By Bill Baccaglini, President and CEO, The New York Foundling 

 

Picture yourself at home for the holidays, the smells of dinner coming from the kitchen, the sound of laughter throughout the house, family members on the sofa watching TV. Perhaps old friends are coming by for a visit – maybe gifts will be exchanged. You’re surrounded by people who love you.

 

Now imagine that none of that exists. Imagine how that would feel. Imagine how that would impact a child.

 

The New York Foundling has placed thousands of children in stable and loving foster homes over our long history. Brett is one of these young people. In foster care for many years, he found it hard to form long-lasting relationships and became weary of trusting adults. As he transitioned into different foster homes, he started to believe that parental-figures never stuck around for long.

 

Then he was placed with Juliana and everything changed. Juliana, who believes that in a family, “you’ve got to be there for each other no matter what,” and that family means “love, caring and support,” was finally able to give Brett the home he always needed. He calls Juliana mom and views her as his one and only mother. He has “aunts” and “uncles” and a family that treasures him as much as he treasures them.

 

Today, at age 20 and in college, Brett feels that family “doesn’t have to be blood. Family is a bond you share with an individual, or many individuals.” “When I was younger,” he says, “when I heard the word family, I used to envy it. Now when I hear the word family, it just brings a smile to my face.”

 

Brett and his foster family have a great deal to be thankful for this holiday season.

 

For those of us who work at the New York Foundling, the holidays are an extraordinary time. We all feel blessed to be able to look at young people like Brett and realize that we’ve made a difference in his life. Whether it involves children in the foster care system, or young people caught up in the juvenile justice system, or families in crisis, The Foundling works every day to make children safe, to keep families together and to give youngsters a better future.

 

But this holiday season, our minds and our hearts turn to the many children who still need our help.
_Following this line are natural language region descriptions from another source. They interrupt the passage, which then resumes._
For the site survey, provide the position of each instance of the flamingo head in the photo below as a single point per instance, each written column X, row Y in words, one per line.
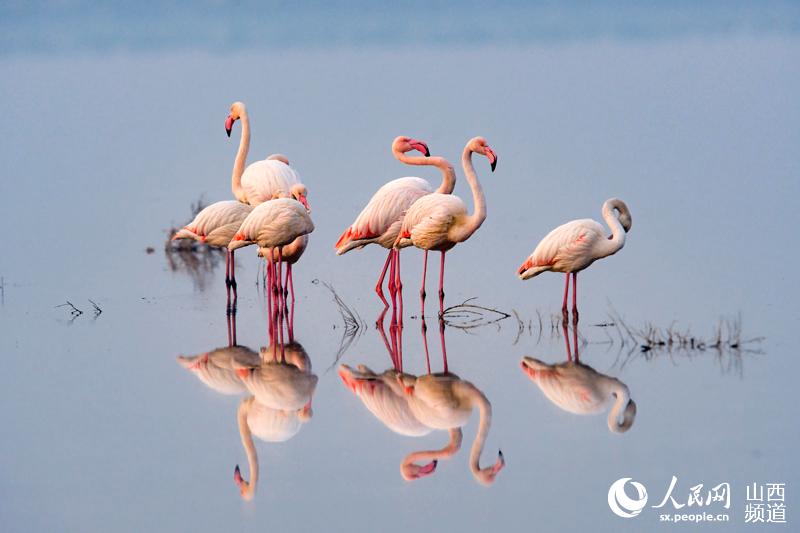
column 403, row 144
column 411, row 471
column 299, row 192
column 487, row 475
column 480, row 146
column 237, row 111
column 245, row 489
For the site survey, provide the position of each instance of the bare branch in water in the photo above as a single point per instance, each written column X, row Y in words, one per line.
column 467, row 315
column 354, row 325
column 97, row 310
column 73, row 311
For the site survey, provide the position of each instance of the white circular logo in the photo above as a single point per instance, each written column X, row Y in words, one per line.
column 621, row 504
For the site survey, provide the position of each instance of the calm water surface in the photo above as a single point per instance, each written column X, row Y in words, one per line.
column 104, row 152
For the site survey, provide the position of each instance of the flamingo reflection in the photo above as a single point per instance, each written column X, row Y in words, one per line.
column 578, row 388
column 415, row 406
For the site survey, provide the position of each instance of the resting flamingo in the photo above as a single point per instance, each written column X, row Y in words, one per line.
column 575, row 245
column 260, row 181
column 216, row 225
column 274, row 224
column 379, row 222
column 578, row 388
column 440, row 221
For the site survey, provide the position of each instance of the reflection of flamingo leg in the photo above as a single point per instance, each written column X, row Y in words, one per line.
column 422, row 290
column 565, row 330
column 233, row 277
column 379, row 286
column 424, row 329
column 441, row 287
column 574, row 297
column 444, row 348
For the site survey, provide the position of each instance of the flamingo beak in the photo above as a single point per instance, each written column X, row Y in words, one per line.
column 492, row 157
column 237, row 477
column 420, row 147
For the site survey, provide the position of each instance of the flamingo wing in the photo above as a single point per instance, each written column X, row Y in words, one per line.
column 568, row 248
column 429, row 219
column 263, row 179
column 274, row 223
column 382, row 216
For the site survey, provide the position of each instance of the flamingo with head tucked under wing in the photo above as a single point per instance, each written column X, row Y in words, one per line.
column 216, row 225
column 440, row 221
column 575, row 245
column 379, row 222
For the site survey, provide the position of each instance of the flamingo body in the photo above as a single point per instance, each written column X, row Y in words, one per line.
column 216, row 224
column 380, row 221
column 579, row 389
column 274, row 223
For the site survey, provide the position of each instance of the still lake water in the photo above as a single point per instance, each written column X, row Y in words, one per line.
column 104, row 151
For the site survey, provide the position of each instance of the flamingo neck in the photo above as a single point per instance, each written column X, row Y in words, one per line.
column 448, row 172
column 623, row 399
column 612, row 245
column 241, row 160
column 477, row 399
column 470, row 224
column 249, row 447
column 448, row 451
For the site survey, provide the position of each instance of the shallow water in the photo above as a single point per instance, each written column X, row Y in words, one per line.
column 104, row 152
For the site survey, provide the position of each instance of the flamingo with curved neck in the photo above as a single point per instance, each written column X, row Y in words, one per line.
column 379, row 222
column 445, row 401
column 575, row 245
column 258, row 182
column 440, row 221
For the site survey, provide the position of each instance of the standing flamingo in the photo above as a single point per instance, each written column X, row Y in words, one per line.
column 440, row 221
column 575, row 245
column 260, row 180
column 379, row 222
column 216, row 225
column 274, row 224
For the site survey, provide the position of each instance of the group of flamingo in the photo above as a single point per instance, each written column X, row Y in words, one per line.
column 271, row 211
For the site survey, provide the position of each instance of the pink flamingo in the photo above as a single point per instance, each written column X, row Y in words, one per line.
column 575, row 245
column 274, row 224
column 379, row 222
column 440, row 221
column 216, row 225
column 261, row 180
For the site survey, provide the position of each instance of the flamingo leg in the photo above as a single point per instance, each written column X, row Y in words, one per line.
column 424, row 329
column 574, row 297
column 291, row 291
column 441, row 287
column 233, row 279
column 565, row 331
column 228, row 279
column 444, row 347
column 398, row 286
column 281, row 304
column 422, row 290
column 379, row 285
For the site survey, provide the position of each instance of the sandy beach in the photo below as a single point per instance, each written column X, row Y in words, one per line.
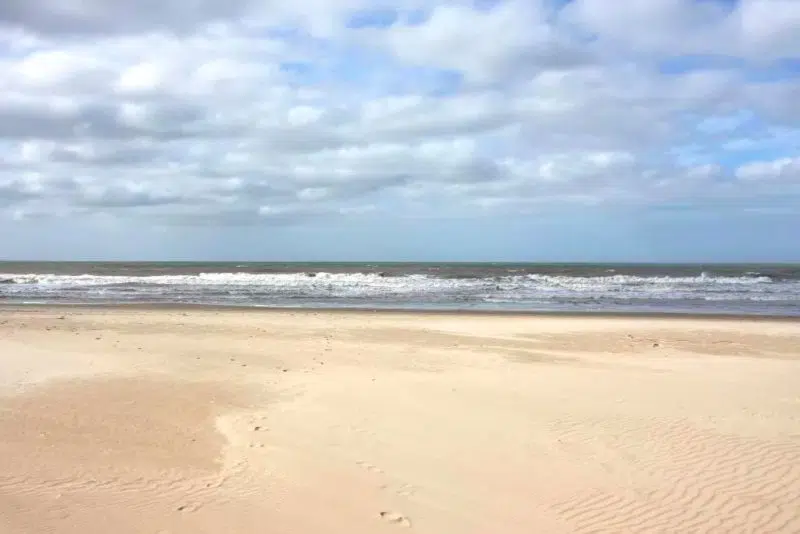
column 135, row 420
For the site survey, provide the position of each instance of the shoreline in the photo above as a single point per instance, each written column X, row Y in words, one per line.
column 196, row 419
column 677, row 315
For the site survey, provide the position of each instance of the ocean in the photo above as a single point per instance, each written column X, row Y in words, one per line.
column 751, row 289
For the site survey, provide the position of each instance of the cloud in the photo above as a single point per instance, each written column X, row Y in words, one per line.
column 202, row 113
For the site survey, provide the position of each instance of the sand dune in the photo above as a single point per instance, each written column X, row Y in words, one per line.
column 216, row 421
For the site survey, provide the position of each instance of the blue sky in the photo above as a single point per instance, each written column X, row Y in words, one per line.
column 520, row 130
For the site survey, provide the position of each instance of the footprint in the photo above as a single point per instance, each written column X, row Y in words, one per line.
column 369, row 467
column 406, row 490
column 396, row 519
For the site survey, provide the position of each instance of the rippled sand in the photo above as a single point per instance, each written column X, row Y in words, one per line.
column 209, row 421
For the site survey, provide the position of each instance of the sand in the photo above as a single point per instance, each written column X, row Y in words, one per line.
column 230, row 421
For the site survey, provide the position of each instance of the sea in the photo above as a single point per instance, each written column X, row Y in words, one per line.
column 740, row 289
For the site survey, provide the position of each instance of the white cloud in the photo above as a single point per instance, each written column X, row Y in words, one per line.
column 252, row 112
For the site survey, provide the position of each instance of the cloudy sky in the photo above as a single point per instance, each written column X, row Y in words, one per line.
column 638, row 130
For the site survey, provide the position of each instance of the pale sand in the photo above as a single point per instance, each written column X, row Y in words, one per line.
column 212, row 421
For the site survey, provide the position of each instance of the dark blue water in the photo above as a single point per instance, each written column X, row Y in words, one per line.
column 758, row 289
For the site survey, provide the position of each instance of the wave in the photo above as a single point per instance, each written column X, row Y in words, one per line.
column 320, row 278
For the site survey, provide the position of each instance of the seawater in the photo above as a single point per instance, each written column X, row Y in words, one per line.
column 758, row 289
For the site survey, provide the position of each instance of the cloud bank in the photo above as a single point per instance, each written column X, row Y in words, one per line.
column 245, row 112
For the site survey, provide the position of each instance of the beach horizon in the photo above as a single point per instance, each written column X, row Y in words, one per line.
column 193, row 419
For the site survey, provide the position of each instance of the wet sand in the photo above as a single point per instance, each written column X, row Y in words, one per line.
column 179, row 420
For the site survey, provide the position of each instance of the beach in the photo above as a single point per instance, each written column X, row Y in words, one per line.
column 184, row 420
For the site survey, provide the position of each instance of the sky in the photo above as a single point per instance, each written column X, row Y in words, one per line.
column 460, row 130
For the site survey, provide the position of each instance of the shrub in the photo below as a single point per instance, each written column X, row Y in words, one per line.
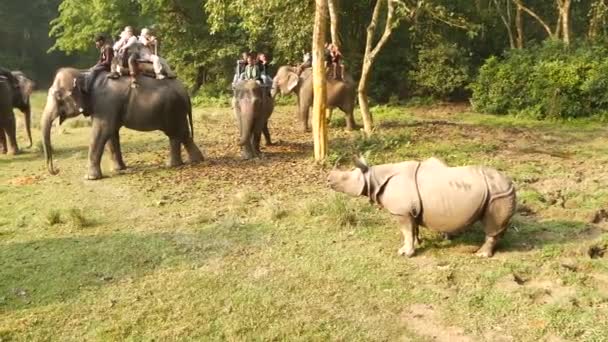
column 442, row 70
column 544, row 81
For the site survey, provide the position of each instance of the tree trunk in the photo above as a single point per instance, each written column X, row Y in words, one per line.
column 370, row 56
column 319, row 122
column 334, row 18
column 519, row 25
column 506, row 20
column 564, row 12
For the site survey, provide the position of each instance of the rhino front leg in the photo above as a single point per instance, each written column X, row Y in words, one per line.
column 409, row 228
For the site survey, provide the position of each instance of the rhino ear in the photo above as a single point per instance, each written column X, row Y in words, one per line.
column 360, row 163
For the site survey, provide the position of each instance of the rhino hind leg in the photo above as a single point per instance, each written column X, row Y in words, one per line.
column 409, row 228
column 495, row 221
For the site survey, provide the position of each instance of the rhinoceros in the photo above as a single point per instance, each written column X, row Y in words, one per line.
column 434, row 195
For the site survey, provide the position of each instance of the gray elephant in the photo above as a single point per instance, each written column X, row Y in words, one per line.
column 21, row 101
column 154, row 105
column 253, row 106
column 7, row 119
column 434, row 195
column 26, row 86
column 340, row 93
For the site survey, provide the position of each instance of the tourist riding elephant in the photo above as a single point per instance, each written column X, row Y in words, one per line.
column 340, row 93
column 252, row 108
column 154, row 105
column 7, row 119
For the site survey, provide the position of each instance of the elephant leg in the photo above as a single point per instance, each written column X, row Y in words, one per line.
column 350, row 118
column 175, row 152
column 194, row 154
column 304, row 107
column 3, row 147
column 10, row 128
column 257, row 137
column 114, row 147
column 304, row 114
column 267, row 135
column 99, row 137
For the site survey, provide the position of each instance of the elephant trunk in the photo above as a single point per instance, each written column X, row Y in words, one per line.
column 247, row 113
column 27, row 111
column 48, row 116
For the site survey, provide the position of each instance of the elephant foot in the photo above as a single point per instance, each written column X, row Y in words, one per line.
column 405, row 251
column 93, row 175
column 196, row 157
column 175, row 163
column 353, row 128
column 247, row 155
column 483, row 253
column 120, row 167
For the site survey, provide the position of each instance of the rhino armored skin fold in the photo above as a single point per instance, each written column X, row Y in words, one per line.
column 434, row 195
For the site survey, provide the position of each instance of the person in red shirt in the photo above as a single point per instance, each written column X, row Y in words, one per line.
column 336, row 61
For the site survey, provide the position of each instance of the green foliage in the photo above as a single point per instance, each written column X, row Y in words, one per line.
column 546, row 81
column 442, row 70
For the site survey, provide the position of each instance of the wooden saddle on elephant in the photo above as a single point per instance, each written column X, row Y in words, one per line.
column 144, row 68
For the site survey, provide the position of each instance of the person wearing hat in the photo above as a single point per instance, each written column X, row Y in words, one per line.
column 148, row 53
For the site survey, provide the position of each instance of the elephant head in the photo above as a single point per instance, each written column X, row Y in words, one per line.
column 27, row 87
column 62, row 102
column 286, row 80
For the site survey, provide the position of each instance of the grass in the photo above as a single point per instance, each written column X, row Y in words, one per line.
column 262, row 250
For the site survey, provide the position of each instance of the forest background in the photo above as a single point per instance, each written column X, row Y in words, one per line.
column 534, row 57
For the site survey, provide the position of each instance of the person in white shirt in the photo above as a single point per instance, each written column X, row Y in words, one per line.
column 148, row 53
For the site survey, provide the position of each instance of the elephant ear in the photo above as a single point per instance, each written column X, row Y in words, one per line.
column 292, row 81
column 79, row 83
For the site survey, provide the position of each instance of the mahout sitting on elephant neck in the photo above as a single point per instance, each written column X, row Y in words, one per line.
column 154, row 105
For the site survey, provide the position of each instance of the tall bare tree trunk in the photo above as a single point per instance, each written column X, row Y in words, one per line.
column 334, row 18
column 370, row 56
column 519, row 26
column 564, row 14
column 506, row 20
column 319, row 122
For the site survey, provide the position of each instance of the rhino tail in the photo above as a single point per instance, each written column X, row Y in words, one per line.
column 499, row 186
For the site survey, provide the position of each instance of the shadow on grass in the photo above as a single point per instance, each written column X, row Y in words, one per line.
column 50, row 271
column 524, row 235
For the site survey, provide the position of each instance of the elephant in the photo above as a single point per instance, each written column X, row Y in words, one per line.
column 7, row 119
column 27, row 87
column 111, row 103
column 252, row 108
column 340, row 93
column 22, row 102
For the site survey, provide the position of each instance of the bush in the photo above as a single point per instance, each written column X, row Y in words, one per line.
column 546, row 81
column 442, row 70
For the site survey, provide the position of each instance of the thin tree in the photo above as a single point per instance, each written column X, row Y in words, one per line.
column 319, row 122
column 371, row 52
column 334, row 18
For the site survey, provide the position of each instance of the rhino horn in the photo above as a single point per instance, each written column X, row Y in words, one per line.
column 361, row 163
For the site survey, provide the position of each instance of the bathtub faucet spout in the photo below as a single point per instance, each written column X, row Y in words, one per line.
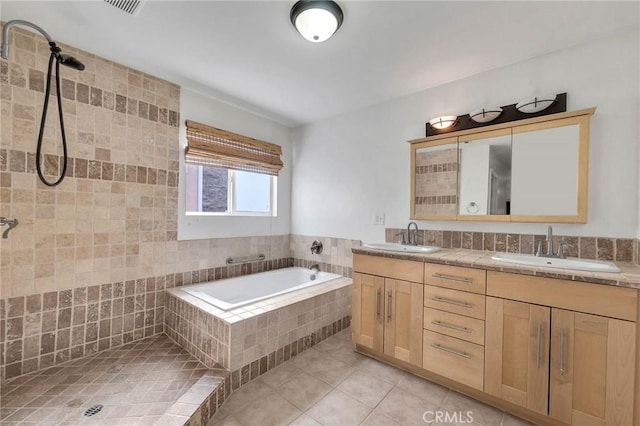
column 315, row 270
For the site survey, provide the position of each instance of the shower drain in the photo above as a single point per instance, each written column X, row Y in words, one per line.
column 93, row 410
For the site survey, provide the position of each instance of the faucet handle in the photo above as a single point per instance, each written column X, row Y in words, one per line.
column 561, row 245
column 539, row 248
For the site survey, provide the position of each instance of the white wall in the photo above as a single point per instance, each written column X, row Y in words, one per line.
column 348, row 167
column 218, row 114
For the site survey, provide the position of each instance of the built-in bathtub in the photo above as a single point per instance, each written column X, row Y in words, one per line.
column 236, row 292
column 234, row 323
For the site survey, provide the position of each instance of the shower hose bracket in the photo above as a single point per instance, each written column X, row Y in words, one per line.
column 11, row 223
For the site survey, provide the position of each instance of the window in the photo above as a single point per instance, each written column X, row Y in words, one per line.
column 229, row 174
column 215, row 190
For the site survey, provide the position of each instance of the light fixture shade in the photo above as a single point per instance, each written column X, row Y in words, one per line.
column 316, row 20
column 443, row 122
column 484, row 115
column 535, row 104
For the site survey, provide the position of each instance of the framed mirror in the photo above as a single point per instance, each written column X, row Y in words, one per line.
column 485, row 174
column 533, row 170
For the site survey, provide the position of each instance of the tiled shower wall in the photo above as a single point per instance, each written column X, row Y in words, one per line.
column 87, row 266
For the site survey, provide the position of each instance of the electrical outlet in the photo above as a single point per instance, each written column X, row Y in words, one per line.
column 378, row 218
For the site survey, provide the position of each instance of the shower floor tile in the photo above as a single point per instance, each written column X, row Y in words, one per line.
column 136, row 384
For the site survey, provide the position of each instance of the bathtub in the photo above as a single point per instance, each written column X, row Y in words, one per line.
column 233, row 293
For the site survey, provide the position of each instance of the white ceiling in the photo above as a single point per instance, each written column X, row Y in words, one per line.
column 247, row 53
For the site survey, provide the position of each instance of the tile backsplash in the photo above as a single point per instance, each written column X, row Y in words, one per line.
column 599, row 248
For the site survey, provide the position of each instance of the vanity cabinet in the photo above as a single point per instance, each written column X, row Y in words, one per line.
column 387, row 307
column 454, row 313
column 592, row 369
column 517, row 356
column 556, row 353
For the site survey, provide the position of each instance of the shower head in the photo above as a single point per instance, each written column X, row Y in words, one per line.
column 4, row 50
column 70, row 61
column 67, row 60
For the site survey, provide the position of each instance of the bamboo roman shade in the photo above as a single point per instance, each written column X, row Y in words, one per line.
column 212, row 147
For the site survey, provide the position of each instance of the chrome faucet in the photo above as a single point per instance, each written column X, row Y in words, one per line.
column 561, row 245
column 315, row 270
column 413, row 242
column 549, row 241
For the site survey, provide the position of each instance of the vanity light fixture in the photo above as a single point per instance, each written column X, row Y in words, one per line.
column 535, row 104
column 443, row 122
column 484, row 115
column 316, row 20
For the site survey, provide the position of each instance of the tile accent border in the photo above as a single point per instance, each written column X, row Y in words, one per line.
column 18, row 75
column 16, row 161
column 597, row 248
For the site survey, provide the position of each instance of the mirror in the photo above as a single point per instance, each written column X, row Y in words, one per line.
column 534, row 170
column 485, row 174
column 545, row 171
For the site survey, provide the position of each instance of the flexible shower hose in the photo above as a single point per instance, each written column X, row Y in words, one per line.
column 54, row 55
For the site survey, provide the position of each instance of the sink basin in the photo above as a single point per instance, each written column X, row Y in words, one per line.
column 579, row 264
column 402, row 248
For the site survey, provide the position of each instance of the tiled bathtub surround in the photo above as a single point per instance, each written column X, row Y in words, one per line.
column 599, row 248
column 253, row 334
column 336, row 256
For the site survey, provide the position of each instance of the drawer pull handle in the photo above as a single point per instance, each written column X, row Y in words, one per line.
column 452, row 278
column 563, row 337
column 451, row 351
column 452, row 302
column 389, row 305
column 538, row 345
column 452, row 326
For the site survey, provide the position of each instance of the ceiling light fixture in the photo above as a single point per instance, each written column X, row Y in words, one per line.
column 484, row 115
column 316, row 20
column 535, row 104
column 443, row 122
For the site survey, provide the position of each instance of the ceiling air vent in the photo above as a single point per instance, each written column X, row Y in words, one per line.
column 132, row 7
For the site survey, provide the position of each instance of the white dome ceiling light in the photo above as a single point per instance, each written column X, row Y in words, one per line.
column 316, row 20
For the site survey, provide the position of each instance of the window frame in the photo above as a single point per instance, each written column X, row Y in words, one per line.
column 231, row 197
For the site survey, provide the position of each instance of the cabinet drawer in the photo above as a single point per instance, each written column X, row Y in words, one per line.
column 454, row 325
column 453, row 358
column 405, row 270
column 457, row 302
column 456, row 277
column 603, row 300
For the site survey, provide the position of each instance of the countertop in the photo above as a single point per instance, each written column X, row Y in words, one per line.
column 629, row 275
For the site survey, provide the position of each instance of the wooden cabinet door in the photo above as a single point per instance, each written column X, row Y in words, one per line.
column 403, row 320
column 592, row 369
column 517, row 353
column 367, row 324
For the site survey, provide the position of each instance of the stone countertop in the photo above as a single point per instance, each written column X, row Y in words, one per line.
column 629, row 275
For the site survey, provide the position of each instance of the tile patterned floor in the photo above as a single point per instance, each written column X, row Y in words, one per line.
column 330, row 384
column 136, row 383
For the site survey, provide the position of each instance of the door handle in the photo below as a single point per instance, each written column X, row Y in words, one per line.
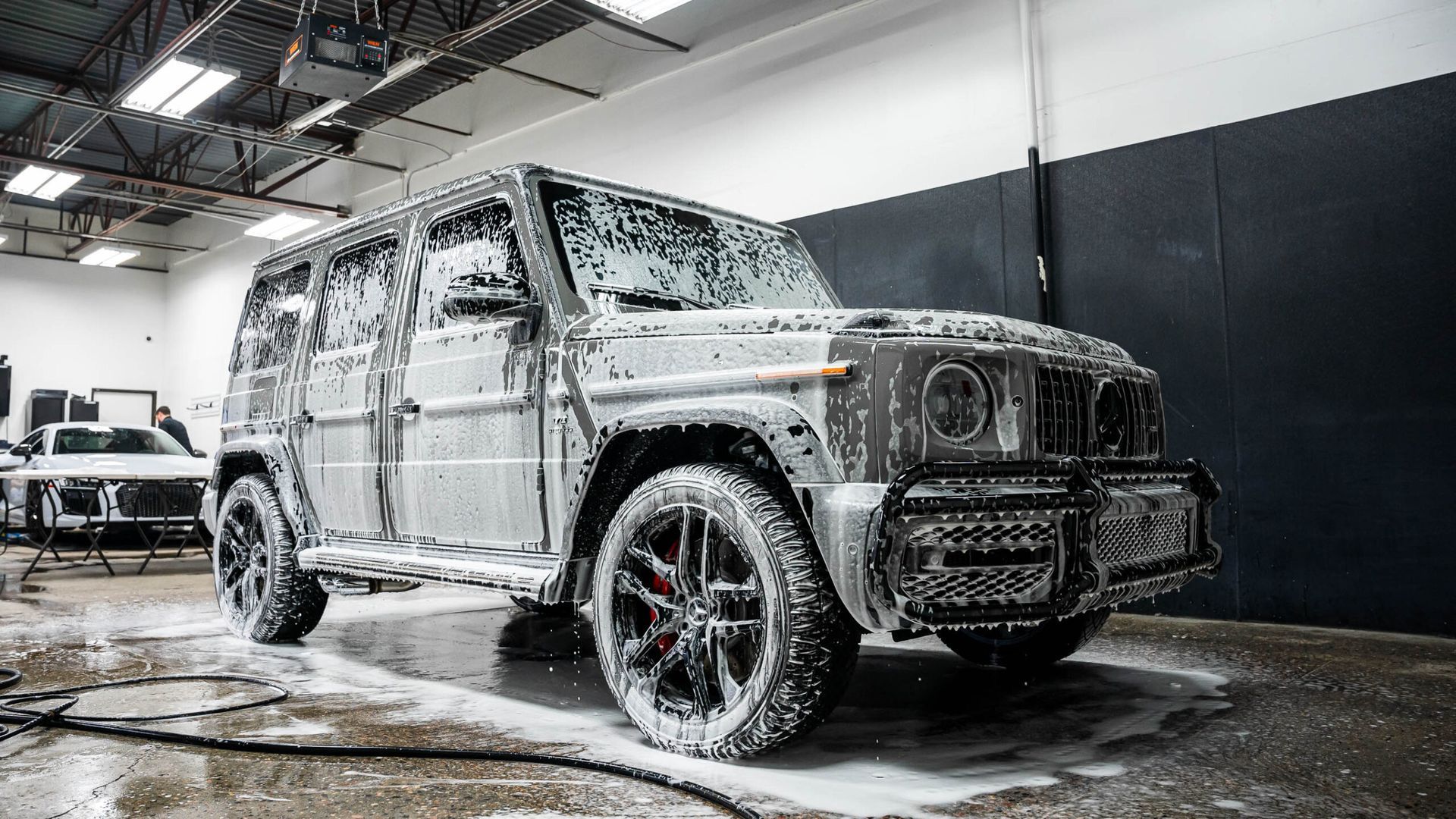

Every day, we hear tragic stories of abuse and neglect, of adults with serious issues whose children are suffering. We see young people failing in the educational system and ending up in the criminal justice system – or homeless, or on drugs.

 

As we gather with our own families this holiday season, I hope you will join me in recommitting to doing more to help the many children and families who are not as fortunate as us.